There are a few significant effects to be noticed in the commercial asset disposition area as well when the different states of future vehicles are concerned.

  • In the future state II, the disposition of commercial assetswill be much similar to what it is today wherein the heavily depreciated car are sold frequently through auctions.
  • In comparison, the future state IV may offerthings that will differ fundamentally from the used car market and auto finance of toady.

However, there are a few key factors that will be unknown but needs to be considered to establish the value of different types of vehicles to offer a loan on them.

  • In order to establish the values for the shared autonomous vehicles this approach will make these vehicles quite inexpensive and utilitarian making it easier for the buyer to make a purchase and the financer to offer a loan to make such a purchase.
  • When it comes to lease residuals and rental fleet, it is typically assumed that the vehicles will be far more useful having a new lease of life after the initial contract for auto financing is made.
  • As far as the shared electric or cell fuel powered ‘pods’are concerned if you consider the initial period of service of these special vehicles, it may be a little more than scrap and to be considered cautiously. This is more like those well used taxicab of today.

When it comes to auto fleet financing, this will need the financers to consider all possible lending risk modelsthat are closer and much similar to asset based inventory lending. They will need to assume that a good stock of goods is available for collateral that can be replenished constantly.

The modular nature of vehicles

Considering the modular nature of the vehicles these are required to be kept in service through:

  • Replacement of electric motors on the wheels a regular basis
  • The regenerative braking
  • The battery packs that must be pulled out and reused

This will create a larger market in reusing these components potentially.

However, in any given scenario the most important role that will be played in the auto and auto financing industry is the speed at which technological innovations are taking place.

  • If all the key components such as batteries, sensors, and other components become obsolete quickly then the residual values of these cars will fall dramatically.
  • On the other hand, this aspect will make it easier for the auto financers to evaluate, offer and manage their loan products as these will now requires a much shorter time for forecasts.

As and when the auto finance market matures, the effects and answers to these will become very clear.
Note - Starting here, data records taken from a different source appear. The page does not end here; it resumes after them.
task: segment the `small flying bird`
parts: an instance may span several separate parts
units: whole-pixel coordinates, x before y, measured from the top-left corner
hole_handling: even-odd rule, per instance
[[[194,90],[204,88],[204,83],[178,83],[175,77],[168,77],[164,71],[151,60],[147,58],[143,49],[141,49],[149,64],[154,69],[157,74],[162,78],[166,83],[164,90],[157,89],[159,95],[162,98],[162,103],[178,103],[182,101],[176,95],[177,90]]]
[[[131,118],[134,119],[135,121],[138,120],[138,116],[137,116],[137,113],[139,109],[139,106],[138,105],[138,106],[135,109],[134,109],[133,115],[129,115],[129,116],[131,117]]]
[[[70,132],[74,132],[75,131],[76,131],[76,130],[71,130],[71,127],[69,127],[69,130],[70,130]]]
In addition to that it will also create a possibility for a lengthy transition period on the other hand that the auto finance companies will now have to face and space out to make and lose money. This will however dependon how the auto finance companies choose to value the cars, especially the shared autonomous vehicles.

The emerging opportunities

Just like all other industries the transformative changes in the auto finance industry will affect the future of mobility in different ways such as:

  • It will create both winners and losers thereby shifting the core of the auto finance industry.
  • It will at the same time generate new avenues of opportunities for the auto finance companies as well.

This means, those finance companies that decide to stay with their existing business models will need to make the necessary changes based on the role and effects of the traditional leases and car loans offered to the individual consumers in the future states one and three.

It is also highly likely that the loans will be made at a much lower volume because the entire auto finance market on the whole will shift its focus on putting more emphasis on commercial lending.

In addition to that, those companies that operate in the fleet financing space as well as those companies that are planning to enter onto it in the future states two and four, will now have a clear and greater opportunity to establish themin this rapidly growing market. This is due to the shared mobility which will become much of the norm of the market to ensure a larger and stronger binding of the populace.

That means, in short it can be said that there is an entirely new range of opportunities lying out there for the auto finance companies in the future of mobility. And this is surely a very good sign.